So, here's the deal. Ian and I will be married on the 28th of this month.
Whether I trip halfway down the aisle, or he stumbles while saying his vows.
Whether we actually get these silly invitations out or we're stuck with Facebook and phone calls.
Whether his family is feuding or not.
Whether my family even shows up.
Whether or not we can see the light at the end of the tunnel.
The sweet arms of Jesus are wide open for us no matter what trivial things come our way...and we still have hearts filled with love when the day is over anyway. So why worry anymore? I know, I know. It sounds easier than it is.
When the day is over, and when the weekend is over...when the weeks and months and days and years go by, when they are over...this party, this celebration doesn't even matter in the scheme of it all. All that matters is the covenant we are making with each other, under God. What else and who else matters without God, and without our commitment and love for Him and each other?

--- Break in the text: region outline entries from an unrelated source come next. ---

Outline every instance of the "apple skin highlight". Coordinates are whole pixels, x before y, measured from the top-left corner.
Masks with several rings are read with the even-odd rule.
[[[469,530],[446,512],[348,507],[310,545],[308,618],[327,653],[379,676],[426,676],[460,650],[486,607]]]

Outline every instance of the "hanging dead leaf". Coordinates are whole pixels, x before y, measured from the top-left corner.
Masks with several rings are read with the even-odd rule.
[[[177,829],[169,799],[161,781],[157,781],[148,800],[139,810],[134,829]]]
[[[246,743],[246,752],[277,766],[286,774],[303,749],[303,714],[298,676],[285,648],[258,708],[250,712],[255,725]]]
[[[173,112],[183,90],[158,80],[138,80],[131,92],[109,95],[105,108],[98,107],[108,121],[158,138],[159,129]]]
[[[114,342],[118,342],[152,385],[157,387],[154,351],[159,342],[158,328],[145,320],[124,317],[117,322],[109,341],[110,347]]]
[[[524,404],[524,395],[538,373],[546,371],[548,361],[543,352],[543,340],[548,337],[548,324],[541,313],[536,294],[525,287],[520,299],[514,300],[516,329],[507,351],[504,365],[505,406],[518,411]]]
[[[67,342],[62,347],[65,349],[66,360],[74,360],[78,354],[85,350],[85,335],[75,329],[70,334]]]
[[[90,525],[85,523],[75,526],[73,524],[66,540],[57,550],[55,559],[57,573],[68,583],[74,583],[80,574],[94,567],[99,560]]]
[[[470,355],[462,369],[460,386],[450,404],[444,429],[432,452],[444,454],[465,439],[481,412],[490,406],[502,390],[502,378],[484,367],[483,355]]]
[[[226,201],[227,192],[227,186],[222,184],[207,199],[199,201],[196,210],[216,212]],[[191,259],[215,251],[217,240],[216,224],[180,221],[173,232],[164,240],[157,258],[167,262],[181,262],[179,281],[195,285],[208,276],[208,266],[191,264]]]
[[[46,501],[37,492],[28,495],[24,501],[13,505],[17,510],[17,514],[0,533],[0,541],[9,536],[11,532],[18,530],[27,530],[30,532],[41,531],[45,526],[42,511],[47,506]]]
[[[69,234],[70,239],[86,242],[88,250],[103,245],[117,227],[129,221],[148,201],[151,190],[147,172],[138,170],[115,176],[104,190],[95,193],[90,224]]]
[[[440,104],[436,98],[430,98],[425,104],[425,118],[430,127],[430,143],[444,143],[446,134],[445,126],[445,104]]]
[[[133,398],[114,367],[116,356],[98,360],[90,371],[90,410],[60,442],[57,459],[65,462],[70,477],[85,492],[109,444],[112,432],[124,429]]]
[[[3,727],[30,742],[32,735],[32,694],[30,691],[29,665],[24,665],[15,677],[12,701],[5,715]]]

Who is going to wipe my tears when I cry or pick me up after I slip (ungracefully, might I add) on the icy porch stairs and still tell me I'm beautiful? When I'm forgetful and leave the refrigerator door open, or leave my phone on the hood of the car when it's storming outside; when I put a red shirt in the laundry with all of his socks and turn them pink; even when I forget dinner, or worse, I burn his dinner; who is going to forgive me and tell me it's all okay?